Milagre em Milão. Entre a realidade e a fantasia

Cesare Zavattini foi um dos grandes roteiristas e teóricos do neorrealismo italiano. Importante filmes do movimento contaram com a colaboração de Zavattini na autoria e escrita: Roma, cidade aberta (1946), Vítimas da tormenta (1946), Ladrões de bicicleta (1948), Belíssima (1951), Umberto D (1952), O teto (1956).

Sua colaboração mais prolífica foi com o diretor Vittorio De Sica, com quem dividiu ideias, créditos e polêmicas (que nunca prejudicaram a amizade entre estes dois mestres do cinema). Zavattini declarou em determinados momentos que ficou ressentido pelo fato de, nas entrevistas, Vittorio De Sica, levar o crédito total de obras-primas do cinema. “95% do roteiro de Ladrões de bicicleta fui em quem escreveu. Você ajudou, mas o trabalho foi meu. Quero que reconheça isso.” – disse Zarattini ao amigo.

Os créditos do filme apontam seis roteiristas no trabalho e o nome de Zavattini aparece por último. Ladrões de bicicleta foi baseado no romance de Barolini e adaptado por Cesare Zavattini. “O roteiro é meu. Os outros não fizeram praticamente nada. Meu nome aparece por último.” 

A determinação dos nomes dos roteiristas nos créditos sempre levantou polêmicas, basta citar a mais famosa: Orson Welles assinando Cidadão Kane (1941) junto com Joseph Mankiewicz (e conquistando o Oscar de Melhor Roteiro). Mankiewicz também acusou Wells de receber os créditos e o Oscar por um roteiro que não escreveu. 

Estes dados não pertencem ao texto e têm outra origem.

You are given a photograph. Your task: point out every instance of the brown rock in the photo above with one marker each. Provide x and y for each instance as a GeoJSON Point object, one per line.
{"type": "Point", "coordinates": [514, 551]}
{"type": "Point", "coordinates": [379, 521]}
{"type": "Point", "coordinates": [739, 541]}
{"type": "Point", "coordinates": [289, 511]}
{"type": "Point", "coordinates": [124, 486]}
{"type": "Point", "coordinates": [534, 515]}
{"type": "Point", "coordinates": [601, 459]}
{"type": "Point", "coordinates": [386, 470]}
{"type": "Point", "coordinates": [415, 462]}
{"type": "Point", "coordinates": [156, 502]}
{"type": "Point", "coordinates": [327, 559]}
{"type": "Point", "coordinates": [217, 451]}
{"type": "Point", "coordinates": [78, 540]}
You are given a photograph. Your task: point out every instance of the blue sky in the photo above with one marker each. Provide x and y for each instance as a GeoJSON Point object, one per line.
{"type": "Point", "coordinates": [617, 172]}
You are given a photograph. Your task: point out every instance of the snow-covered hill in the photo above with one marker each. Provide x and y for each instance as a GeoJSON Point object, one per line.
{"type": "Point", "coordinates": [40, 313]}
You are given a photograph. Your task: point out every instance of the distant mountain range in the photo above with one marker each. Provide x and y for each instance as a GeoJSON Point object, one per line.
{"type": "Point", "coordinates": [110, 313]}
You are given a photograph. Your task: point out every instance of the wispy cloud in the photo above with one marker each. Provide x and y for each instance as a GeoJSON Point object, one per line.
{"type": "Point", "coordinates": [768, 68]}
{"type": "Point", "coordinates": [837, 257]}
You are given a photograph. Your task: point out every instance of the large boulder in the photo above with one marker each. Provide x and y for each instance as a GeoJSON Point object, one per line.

O fato é que, mesmo depois da obra escrita, outros roteiristas são convidados pelos produtores e diretores para reescrever cenas, diálogos; mesmo que a participação seja pequena, acabam aparecendo nos créditos. Outra prática comum no cinema é o diretor reescrever partes do roteiro, antes e durante as filmagens, assim, muitos se sentem no direito de assinar como roteiristas.  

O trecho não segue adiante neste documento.